What do the Global Snap and Transpose Functions Do?
The Vital Synth transpose and global snap functions can help to create automated arpeggios by snapping Vital’s output or your keyboard midi output to the grid. Global Snap will snap the midi keyboard outputs to the nearest note mapped in the global snap mapping, whereas the Transpose Snap will automatically map sounds generated by the Vital Synth to the keys you have mapped. I will provide details below and examples including a free arpeggiated sound preset using the transpose snap feature and a full demo how I created it.
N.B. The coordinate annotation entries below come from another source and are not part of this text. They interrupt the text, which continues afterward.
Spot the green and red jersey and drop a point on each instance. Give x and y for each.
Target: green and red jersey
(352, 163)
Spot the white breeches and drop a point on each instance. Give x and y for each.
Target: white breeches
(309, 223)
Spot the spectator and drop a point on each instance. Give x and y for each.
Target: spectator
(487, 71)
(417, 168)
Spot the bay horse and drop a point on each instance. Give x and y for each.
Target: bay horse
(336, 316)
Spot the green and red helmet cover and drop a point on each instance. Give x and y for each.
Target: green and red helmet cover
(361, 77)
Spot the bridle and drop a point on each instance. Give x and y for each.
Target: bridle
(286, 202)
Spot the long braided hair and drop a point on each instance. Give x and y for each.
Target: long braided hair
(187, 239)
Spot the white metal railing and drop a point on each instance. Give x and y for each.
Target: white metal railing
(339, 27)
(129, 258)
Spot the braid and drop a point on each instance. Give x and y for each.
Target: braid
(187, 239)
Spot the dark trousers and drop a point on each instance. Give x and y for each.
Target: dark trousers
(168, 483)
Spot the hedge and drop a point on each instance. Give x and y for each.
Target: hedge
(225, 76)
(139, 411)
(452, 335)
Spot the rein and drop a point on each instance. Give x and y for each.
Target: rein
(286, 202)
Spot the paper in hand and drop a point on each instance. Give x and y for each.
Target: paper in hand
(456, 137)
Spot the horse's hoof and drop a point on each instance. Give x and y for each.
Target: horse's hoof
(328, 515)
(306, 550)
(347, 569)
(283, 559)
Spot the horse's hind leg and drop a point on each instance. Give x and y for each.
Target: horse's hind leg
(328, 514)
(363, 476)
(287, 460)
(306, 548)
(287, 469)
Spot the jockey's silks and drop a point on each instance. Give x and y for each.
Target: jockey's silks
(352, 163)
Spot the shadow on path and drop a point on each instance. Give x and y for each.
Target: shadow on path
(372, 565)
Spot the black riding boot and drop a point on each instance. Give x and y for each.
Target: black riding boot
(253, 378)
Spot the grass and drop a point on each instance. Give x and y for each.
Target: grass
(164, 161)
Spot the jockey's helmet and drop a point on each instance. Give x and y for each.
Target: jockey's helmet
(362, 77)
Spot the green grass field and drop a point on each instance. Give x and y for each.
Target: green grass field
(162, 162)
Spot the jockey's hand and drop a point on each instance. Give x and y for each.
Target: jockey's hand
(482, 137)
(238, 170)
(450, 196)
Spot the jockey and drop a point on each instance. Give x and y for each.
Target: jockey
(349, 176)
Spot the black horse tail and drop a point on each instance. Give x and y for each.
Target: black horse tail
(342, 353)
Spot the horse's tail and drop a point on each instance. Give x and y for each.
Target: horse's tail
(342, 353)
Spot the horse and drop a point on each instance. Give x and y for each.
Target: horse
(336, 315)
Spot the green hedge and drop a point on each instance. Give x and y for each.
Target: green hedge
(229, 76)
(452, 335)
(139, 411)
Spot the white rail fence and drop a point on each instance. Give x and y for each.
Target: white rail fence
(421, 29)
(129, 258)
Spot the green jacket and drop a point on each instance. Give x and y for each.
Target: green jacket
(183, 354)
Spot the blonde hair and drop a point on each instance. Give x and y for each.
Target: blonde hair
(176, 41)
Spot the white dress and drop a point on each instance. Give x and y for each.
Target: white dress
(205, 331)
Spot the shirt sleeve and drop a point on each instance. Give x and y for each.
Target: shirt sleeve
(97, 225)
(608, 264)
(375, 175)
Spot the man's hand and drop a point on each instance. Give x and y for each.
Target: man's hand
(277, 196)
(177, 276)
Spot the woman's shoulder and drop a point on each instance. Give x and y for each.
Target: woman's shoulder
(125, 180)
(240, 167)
How to activate Transpose Snap and Global Snap
To find the Snap functionality in Vital Synth click on the keyboard dots located on the Pitch panel. Transpose snap is the default setting with the dots turning purple when selected. Global Snap is activated when the Global Snap button is pressed and the buttons turn green. Think of the series of dots as a mapping of the 12 notes on a piano keyboard between an Octave i.e C C# D D# E F F# G G# A A# B
Transpose Snap Explained
At first glance it is easy to think the buttons don’t do anything as you can switch on different combinations of buttons and when you press your midi keyboard nothing changes. However when you assign an LFO in Vital to the Pitch Transpose control it suddenly springs into action and the LFO will trigger the notes you have mapped out in the Transpose note mapping.
The best way to start is perhaps mapping out a minor triad (1st flattened 3rd and 5th shown in the image below) and then assign a triangle LFO to the pitch transpos. Slow down the tempo frequency to 2/1 so you can hear more accurately the sound you are generating. Keep your finger pressed on the C note and you will hear Vital playing the minor triad.
Whilst the mapping is based on the C Scale it will automatically transpose the LFO if you start with a different root note. Try changing key (root note) and you will hear that the triad is still correctly played.
Vital’s Global Snap feature will snap the midi key’s input to the nearest note that you have mapped on the Global Snap mapping no matter what note you play on your keyboard. So if you have mapped 1, 3, 5 and 7 (C, E, G, B) on the Global Snap (see picture below) no matter what key you press on your midi keyboard it will automatically snap / transpose to the nearest mapped note.
A few things to note:
- if 2 mappings are equally spaced it will automatically resolve to the higher note. If the root note C is mapped then it transpose to the octave of c if that is higher
- Global Snap does not transpose as you change scales and maps directly to a C Octave on the piano. It will transpose by Octave e.g. C4, C5 etc
When to use Vital Transpose Snap and Vital Global Snap
Transpose snap probably has more uses than Global Snap. You could use Global snap to avoid hitting ‘bum’ notes in live gigs [ Wow imagine being able to play live gigs again] or live recording in your DAW but personally I am more likely to use it with Vital’s random function or an LFO to make sure that any random notes generated are in the right key of my riff.
In addition its great for for automatically creating interesting arpeggiated sequences by playing pre-determined notes with a rhythm you have designed in your LFO.